IE6 Standards Complaince Using Javascript

IE6 is a nightmare for web designers. The lack of standards compliance is a real problem. Usually Often we have to include conditional comments and hacks to fix all the bugs that crop up. Fortunately a solution has finally been found.

The holy grail

Recently a programmer called Dean Edwards has created something special for us in the form of his new ‘IE7’ Javascript library.

The new javascript library causes IE6 to function much like a standards browser.
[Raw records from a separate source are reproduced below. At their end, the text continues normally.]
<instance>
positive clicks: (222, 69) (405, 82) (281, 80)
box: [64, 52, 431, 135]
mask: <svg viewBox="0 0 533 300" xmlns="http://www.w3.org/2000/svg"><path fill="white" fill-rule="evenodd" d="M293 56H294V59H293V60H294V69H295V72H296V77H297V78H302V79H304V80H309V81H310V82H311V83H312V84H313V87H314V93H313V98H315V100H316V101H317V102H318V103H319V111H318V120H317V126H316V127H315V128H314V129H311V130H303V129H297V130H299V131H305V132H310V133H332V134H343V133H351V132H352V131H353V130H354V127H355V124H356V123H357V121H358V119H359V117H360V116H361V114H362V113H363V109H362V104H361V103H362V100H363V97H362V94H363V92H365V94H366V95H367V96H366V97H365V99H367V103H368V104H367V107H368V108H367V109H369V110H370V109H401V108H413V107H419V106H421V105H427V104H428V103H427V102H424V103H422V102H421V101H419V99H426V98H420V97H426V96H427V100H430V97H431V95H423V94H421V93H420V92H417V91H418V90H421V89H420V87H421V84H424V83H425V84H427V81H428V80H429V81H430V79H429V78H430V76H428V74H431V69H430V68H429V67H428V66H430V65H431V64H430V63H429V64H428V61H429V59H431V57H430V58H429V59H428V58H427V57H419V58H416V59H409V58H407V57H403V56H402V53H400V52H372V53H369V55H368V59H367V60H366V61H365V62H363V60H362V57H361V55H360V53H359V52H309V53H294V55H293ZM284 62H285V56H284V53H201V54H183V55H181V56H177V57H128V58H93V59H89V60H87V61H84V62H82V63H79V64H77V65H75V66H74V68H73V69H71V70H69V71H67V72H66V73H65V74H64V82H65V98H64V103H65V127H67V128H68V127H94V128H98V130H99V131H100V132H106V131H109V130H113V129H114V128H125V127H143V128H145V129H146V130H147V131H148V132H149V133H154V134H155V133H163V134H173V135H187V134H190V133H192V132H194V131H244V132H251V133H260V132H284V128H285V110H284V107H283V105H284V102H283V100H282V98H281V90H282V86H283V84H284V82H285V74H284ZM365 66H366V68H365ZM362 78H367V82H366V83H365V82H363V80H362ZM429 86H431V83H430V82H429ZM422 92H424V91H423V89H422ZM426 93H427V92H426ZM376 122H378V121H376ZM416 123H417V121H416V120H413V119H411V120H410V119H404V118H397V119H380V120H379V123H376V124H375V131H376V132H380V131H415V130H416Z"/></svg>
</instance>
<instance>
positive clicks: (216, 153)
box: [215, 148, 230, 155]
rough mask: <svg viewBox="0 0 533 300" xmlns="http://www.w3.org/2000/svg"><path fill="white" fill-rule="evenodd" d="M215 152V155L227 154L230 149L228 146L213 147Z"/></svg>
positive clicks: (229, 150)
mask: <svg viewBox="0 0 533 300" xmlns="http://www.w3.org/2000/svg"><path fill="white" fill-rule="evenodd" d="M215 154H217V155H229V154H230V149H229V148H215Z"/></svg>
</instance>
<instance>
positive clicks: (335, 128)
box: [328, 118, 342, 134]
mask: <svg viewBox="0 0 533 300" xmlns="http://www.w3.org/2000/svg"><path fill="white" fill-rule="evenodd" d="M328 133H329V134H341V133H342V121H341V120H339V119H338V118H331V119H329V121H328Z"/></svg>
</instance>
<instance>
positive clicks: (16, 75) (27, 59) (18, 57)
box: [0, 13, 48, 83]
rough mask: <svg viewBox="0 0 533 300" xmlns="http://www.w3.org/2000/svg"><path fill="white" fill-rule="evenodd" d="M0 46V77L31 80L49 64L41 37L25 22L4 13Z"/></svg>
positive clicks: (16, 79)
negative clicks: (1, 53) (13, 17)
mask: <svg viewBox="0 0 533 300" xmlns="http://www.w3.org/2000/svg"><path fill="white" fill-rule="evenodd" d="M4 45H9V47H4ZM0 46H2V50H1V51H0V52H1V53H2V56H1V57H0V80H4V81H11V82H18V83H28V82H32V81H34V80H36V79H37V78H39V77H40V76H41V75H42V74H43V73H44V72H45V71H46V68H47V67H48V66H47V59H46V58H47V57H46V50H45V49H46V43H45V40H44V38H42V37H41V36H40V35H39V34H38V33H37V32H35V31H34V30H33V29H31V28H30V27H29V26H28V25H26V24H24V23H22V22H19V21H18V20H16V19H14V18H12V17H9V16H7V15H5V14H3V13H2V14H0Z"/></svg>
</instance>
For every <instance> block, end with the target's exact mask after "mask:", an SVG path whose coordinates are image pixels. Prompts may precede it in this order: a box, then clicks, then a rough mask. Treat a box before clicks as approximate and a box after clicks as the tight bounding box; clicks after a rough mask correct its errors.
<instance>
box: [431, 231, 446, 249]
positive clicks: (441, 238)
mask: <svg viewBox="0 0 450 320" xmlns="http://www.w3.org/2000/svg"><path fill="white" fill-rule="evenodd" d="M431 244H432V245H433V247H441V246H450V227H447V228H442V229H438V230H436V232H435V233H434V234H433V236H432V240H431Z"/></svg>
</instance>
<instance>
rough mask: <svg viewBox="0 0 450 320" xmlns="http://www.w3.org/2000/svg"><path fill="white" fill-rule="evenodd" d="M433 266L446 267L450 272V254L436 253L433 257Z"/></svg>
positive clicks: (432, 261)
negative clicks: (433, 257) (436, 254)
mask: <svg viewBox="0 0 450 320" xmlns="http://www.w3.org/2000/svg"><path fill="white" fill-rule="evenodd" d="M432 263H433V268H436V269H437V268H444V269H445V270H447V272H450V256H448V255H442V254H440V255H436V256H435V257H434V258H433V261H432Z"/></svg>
It fixes a whole range of CSS issues that commonly crop up to haunt web designers.

Where can I download it from it?

To download this you should visit Dean’s web site.

Installation is fairly straight forward . You simply have to carry out the following steps:

1. Create the folder ‘IE7′ in your web site root directory.

2. Upload all the files into that directory.

3. Insert a short code snippet at the end of your head section.

Not the whole story

IE6 also has default CSS settings that can vary from other browsers. This can cause display inconsistencies for users using different browsers. The best way to get over all these default settings is start your list of cascading style sheets with a style sheet that resets your browser styling and levels the playing field. You can find

New toys

IE6 supports what is actually very basic CSS. Firefox and other standards compliant browsers have much better support for CSS. CSS2 isn’t supported by IE6.

Dean’s javascript libraries support a number of CSS2 selectors and other features for IE6. This makes his Javascripts a real breakthrough because they allow us to use these selectors many years before they become the industry standard.

Not a subsitute

A poorly designed, poorly coded tableless design will cause just as many problems with or without these plugins. These javascripts come into their own when used to supplement an already good design. As always javascript should be used in a way that degrades gracefully when, for instance, a user has their javascript disabled.